LINCOLN, Neb. (AP) — A proposal to dredge a major new lake along the Platte River between Omaha and Lincoln prompted a host of questions and no clear answers Thursday from cities, conservationists and government officials. a landowner who might be in the way of the project.

Some of the organizations said they did not oppose the idea outright, but expressed concerns about the lake’s potential impact on the river and surrounding areas. Conservationists said they were worried about the impact on wildlife and the environment, while water regulators in Omaha and Lincoln raised concerns about how which could affect their water supplies.

“Overall, there are simply too few details available about how the bill would alter the hydrology and ecology of the river,” said Melissa Mosier, Platte River manager for the group. Conservation Audubon Nebraska.

Speaker of the Legislature Mike Hilgers, the sponsor of the measure, acknowledged that more study is needed before the state moves forward. Hilgers said the package already included money to carry out these reviews and warned that many things could derail the project before it begins.

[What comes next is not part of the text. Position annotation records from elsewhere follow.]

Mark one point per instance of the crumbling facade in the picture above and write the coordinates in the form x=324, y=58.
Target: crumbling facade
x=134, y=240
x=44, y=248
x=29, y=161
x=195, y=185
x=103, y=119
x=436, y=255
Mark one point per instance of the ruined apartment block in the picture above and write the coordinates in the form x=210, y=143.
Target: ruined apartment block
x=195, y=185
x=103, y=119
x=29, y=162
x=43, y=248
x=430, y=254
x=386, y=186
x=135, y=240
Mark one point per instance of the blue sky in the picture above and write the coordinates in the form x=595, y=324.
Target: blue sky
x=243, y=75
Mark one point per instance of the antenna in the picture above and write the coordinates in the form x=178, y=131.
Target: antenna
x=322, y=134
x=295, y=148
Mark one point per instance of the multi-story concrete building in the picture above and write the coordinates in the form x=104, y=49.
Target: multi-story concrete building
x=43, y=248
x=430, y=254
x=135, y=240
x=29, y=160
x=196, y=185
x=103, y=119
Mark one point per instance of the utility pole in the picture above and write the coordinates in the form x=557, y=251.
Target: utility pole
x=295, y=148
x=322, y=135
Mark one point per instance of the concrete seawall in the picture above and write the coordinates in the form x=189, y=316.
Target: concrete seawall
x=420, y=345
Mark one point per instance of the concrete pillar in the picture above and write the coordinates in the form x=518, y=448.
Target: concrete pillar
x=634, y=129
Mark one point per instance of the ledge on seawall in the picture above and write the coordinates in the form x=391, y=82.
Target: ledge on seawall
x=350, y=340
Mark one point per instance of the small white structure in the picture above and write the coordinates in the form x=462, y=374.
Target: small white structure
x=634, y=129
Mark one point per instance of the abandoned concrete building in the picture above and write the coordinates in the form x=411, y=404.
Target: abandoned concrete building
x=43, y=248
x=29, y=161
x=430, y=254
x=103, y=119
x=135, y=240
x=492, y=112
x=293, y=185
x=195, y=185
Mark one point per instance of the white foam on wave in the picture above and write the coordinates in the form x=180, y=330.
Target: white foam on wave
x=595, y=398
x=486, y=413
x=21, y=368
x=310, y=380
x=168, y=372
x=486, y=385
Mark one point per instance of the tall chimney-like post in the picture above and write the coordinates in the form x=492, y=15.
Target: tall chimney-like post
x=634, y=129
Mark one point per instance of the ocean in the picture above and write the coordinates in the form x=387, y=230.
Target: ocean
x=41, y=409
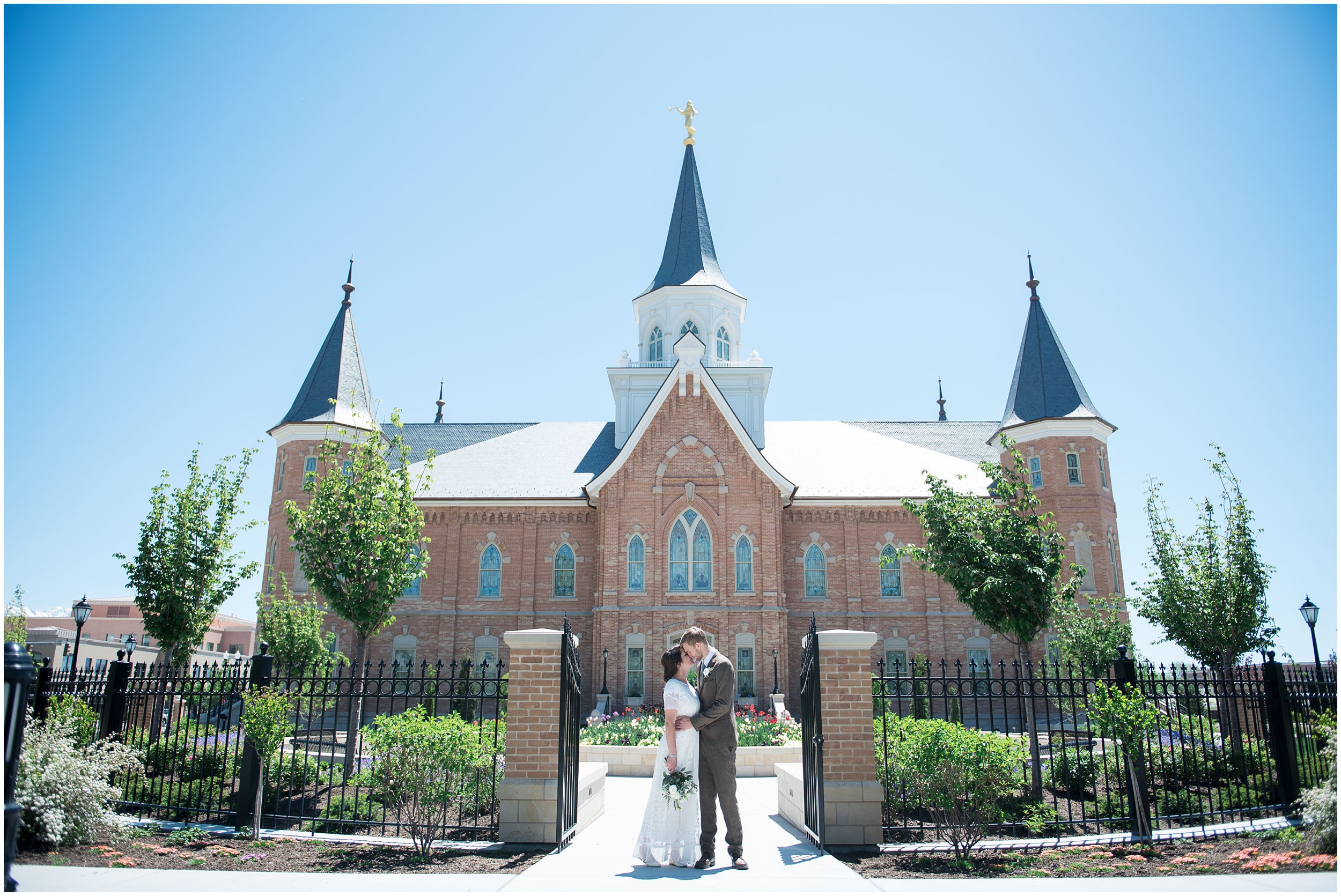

“We need answers before we do a project of this magnitude,” he said in testimony before the Legislature’s Natural Resources Committee.

The Lake Omaha-Lincoln measure is part of a larger package, backed by Republican Gov. Pete Ricketts, that is reportedly spending about $200 million on water projects across the state.

The proposal also includes a marina and roadway improvements at Lake McConaughy Recreation Area in western Nebraska, as well as a visitor lodge and other improvements at Niobrara State Park. Both of those proposals won strong public support at Thursday’s hearing, with one proponent calling the Niobrara plan a “slam dunk” for northeast Nebraska.

A special legislative committee approved the Lake Omaha-Lincoln idea in January as a way to boost the state’s economy and promote tourism.

State officials haven’t set an exact location, but the roughly 3,600-acre lake is likely near Mahoney State Park, a popular state campground, and reaches 30 feet depth. An artist’s rendering shows the lake between Gretna and Ashland, on the east side of the Platte River and north of Interstate 80.

Hilgers said the lake could rival West Okoboji Lake in western Iowa, one of the state’s biggest tourist destinations.

Lake Omaha-Lincoln would also require private investment, as state officials have said they will not commit taxpayer dollars to developing the area around it.

Rick Kubat, a lobbyist for Omaha’s Metropolitan Utilities District, said the city’s water supplier was concerned about the project’s potential impact on drinking water.

“It is our assertion that the first step, the very first thing we should do, is to dive deep into the consequences in terms of public water supply,” Kubat said.

Al Davis, a former state legislator and lobbyist for Nebraska’s Sierra Club, questioned the wisdom of the estimated $71.1 million project, saying it would likely benefit wealthier residents who could afford houses by the lake.

Davis said lamwakers “should really focus on preserving the natural environment” and said the lake would likely be flooded by the Platte River unless authorities built large levees along the river.

John Hansen, president of the Nebraska Farmers Union, said his group supports development projects in western and northern Nebraska, but said Lake Lincoln-Omaha “looks much more environmentally suspect.”

The project also worried Dan Bundy, a landowner whose property might be on the way to the lake. Bundy said he and his neighbors quickly realized their properties would be overwhelmed if the artist’s rendering became a reality, and he feared the state would not compensate him fairly.

“There’s no question there could be a huge windfall for the state of Nebraska and the landowners who have properties around the lake,” he said. “But what about those of us, including me and my family, who would be under the lake?”